While cybercriminals engaging with journalists is not a new phenomenon (an actor using the name Impact Team spoke with Motherboard Vice in August 2015 following their successful breach of Ashley Madison) a recent trend has been observed of previously unknown actors using the media to self-publicize and advertise the data they have for sale. In June 2016 alone Peace (AKA Peace of Mind), Tessa88 and thedarkoverlord, none of whom were previously well-known outside the security community, all spoke to journalists about compromised data they were offering for sale in what we assessed as likely to be attempts to garner publicity and thereby attract buyers. Speaking to journalists can address two of the problems faced by unknown data merchants – they gain immediate publicity when an article is published, which in turn can drive traffic to the locations where they sell, and if a sample of data is provided for a journalist to verify, the likelihood that potential buyers will trust that the data is genuine will be increased. This approach is very comparable to the marketing tactic of providing leads on stories to journalists in order to boost mentions of a company in the media, known as establishing “air cover.”
Headline from Wired’s June 2016 interview with Peace.

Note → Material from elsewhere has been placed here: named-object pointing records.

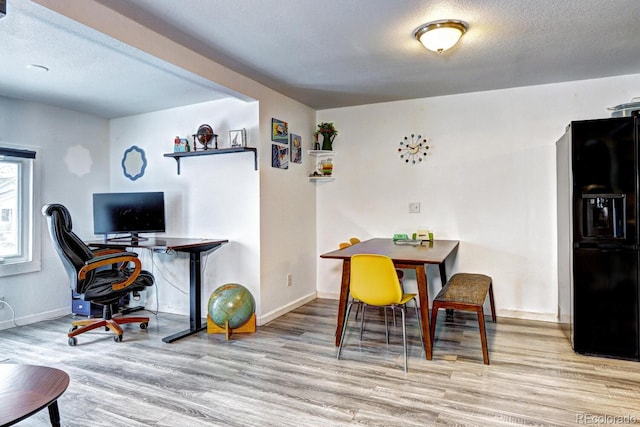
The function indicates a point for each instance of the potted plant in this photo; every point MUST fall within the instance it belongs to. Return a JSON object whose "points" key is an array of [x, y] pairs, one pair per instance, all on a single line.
{"points": [[328, 132]]}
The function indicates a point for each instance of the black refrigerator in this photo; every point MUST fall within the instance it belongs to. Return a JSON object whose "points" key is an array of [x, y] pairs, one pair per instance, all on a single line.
{"points": [[598, 247]]}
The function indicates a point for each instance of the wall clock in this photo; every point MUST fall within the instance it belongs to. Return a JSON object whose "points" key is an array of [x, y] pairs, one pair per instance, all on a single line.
{"points": [[413, 149]]}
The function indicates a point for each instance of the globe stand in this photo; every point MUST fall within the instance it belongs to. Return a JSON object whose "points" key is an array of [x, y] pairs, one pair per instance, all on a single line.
{"points": [[248, 327]]}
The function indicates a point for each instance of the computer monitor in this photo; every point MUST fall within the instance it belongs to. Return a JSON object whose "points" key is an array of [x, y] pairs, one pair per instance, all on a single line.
{"points": [[131, 213]]}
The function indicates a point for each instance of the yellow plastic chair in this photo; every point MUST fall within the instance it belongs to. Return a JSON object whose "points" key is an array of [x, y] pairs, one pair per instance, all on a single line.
{"points": [[353, 241], [374, 281]]}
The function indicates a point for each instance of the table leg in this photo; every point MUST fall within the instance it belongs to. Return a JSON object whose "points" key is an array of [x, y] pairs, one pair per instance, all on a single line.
{"points": [[423, 296], [443, 279], [54, 414], [195, 293], [344, 296]]}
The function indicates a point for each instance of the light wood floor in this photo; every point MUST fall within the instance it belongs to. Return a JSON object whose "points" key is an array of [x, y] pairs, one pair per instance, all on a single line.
{"points": [[287, 374]]}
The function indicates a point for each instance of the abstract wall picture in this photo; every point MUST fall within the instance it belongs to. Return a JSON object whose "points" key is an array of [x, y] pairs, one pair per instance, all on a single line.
{"points": [[279, 156], [279, 131], [296, 148]]}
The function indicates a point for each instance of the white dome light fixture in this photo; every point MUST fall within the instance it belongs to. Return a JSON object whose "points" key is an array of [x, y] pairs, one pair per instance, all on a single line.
{"points": [[439, 36]]}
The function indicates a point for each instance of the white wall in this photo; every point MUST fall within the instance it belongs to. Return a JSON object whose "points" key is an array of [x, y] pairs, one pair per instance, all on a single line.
{"points": [[214, 197], [489, 181], [72, 162], [287, 212]]}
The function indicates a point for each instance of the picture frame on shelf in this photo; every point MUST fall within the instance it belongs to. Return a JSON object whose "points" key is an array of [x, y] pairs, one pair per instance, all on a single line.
{"points": [[296, 148], [279, 131], [238, 138]]}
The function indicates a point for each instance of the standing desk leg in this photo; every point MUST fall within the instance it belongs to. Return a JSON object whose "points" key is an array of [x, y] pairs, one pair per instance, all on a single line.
{"points": [[195, 285], [344, 296], [195, 293], [54, 414]]}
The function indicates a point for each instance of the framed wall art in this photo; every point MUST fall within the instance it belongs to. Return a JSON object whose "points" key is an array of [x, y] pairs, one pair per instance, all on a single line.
{"points": [[279, 131], [296, 148], [279, 156]]}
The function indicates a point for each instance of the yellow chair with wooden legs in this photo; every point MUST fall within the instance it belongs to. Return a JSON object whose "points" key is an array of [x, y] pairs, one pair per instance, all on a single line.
{"points": [[374, 282]]}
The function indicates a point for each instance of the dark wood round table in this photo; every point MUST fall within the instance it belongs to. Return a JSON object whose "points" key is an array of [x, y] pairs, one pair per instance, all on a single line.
{"points": [[26, 389]]}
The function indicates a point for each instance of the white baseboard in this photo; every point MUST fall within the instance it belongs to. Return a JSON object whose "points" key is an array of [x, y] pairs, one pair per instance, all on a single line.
{"points": [[268, 317], [514, 314], [329, 295], [34, 318], [527, 315]]}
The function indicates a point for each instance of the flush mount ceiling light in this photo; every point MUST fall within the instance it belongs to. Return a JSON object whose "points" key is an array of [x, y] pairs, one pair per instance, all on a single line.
{"points": [[439, 36], [38, 67]]}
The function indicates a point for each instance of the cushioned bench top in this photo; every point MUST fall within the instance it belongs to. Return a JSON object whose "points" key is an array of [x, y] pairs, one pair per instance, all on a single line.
{"points": [[465, 288]]}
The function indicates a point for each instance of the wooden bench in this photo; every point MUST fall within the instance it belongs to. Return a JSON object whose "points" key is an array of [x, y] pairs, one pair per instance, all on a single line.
{"points": [[466, 292]]}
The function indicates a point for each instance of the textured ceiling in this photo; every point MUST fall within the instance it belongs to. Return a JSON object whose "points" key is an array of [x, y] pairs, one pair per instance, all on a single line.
{"points": [[325, 54]]}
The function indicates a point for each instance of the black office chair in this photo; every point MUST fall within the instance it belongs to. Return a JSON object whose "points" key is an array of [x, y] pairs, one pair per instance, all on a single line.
{"points": [[105, 286]]}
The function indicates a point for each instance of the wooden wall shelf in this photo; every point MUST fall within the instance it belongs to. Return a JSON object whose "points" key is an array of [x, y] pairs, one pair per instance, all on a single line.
{"points": [[213, 151]]}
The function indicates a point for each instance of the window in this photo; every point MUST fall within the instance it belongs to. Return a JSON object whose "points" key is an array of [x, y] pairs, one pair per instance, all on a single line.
{"points": [[19, 245]]}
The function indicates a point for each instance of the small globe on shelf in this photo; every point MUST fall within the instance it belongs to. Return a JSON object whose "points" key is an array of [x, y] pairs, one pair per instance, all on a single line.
{"points": [[204, 135]]}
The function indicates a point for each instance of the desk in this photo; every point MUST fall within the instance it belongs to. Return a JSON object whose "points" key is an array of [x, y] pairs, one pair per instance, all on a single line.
{"points": [[195, 248], [26, 389], [403, 256]]}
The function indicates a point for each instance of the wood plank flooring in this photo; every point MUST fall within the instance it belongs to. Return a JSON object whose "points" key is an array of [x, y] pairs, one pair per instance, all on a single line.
{"points": [[286, 374]]}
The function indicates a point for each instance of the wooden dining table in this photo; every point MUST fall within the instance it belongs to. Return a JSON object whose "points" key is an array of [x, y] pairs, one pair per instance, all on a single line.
{"points": [[404, 256]]}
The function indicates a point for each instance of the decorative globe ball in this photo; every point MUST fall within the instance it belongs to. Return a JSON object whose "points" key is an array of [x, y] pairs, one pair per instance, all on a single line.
{"points": [[231, 302]]}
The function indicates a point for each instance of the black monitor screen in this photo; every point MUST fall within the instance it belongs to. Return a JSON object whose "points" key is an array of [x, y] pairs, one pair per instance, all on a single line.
{"points": [[128, 213]]}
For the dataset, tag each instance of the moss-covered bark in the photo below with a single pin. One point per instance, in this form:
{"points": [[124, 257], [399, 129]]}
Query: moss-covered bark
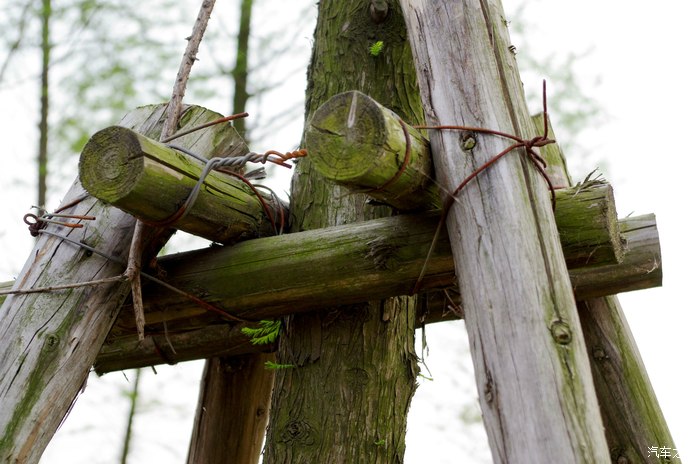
{"points": [[346, 398]]}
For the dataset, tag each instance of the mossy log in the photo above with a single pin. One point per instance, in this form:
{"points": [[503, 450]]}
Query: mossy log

Journalists working for technology-focused publications face pressure to report on major data breaches and major breaches make good stories so the offer of an interview with the actor responsible can be hard to pass up. However, by publishing interviews with criminal actors, the resulting news story will likely serve the criminal’s, as well as the journalist’s, ends.
Some measures can be taken to minimize this risk. It is important to always critically analyze a criminal’s claims – and call them out when they are found to be lying – rather than taking what they say at face value. Similarly, it is important to avoid publishing identifiers associated with the criminal. Not revealing which sites they operate on (including by publishing screenshots) or providing their username makes it much harder for prospective buyers to locate the actor online, immediately reducing the benefit of the interview to the criminal. Perhaps most importantly, when a journalist is provided with inside information on a data breach, it is imperative that they inform both the victim and the relevant law enforcement bodies and provide all possible assistance to mitigating the effects of these crimes.
Criminals and journalists both benefit from this kind of interaction, but by taking precautions it is entirely possible for journalists to inform their readers without playing into the criminals’ hands.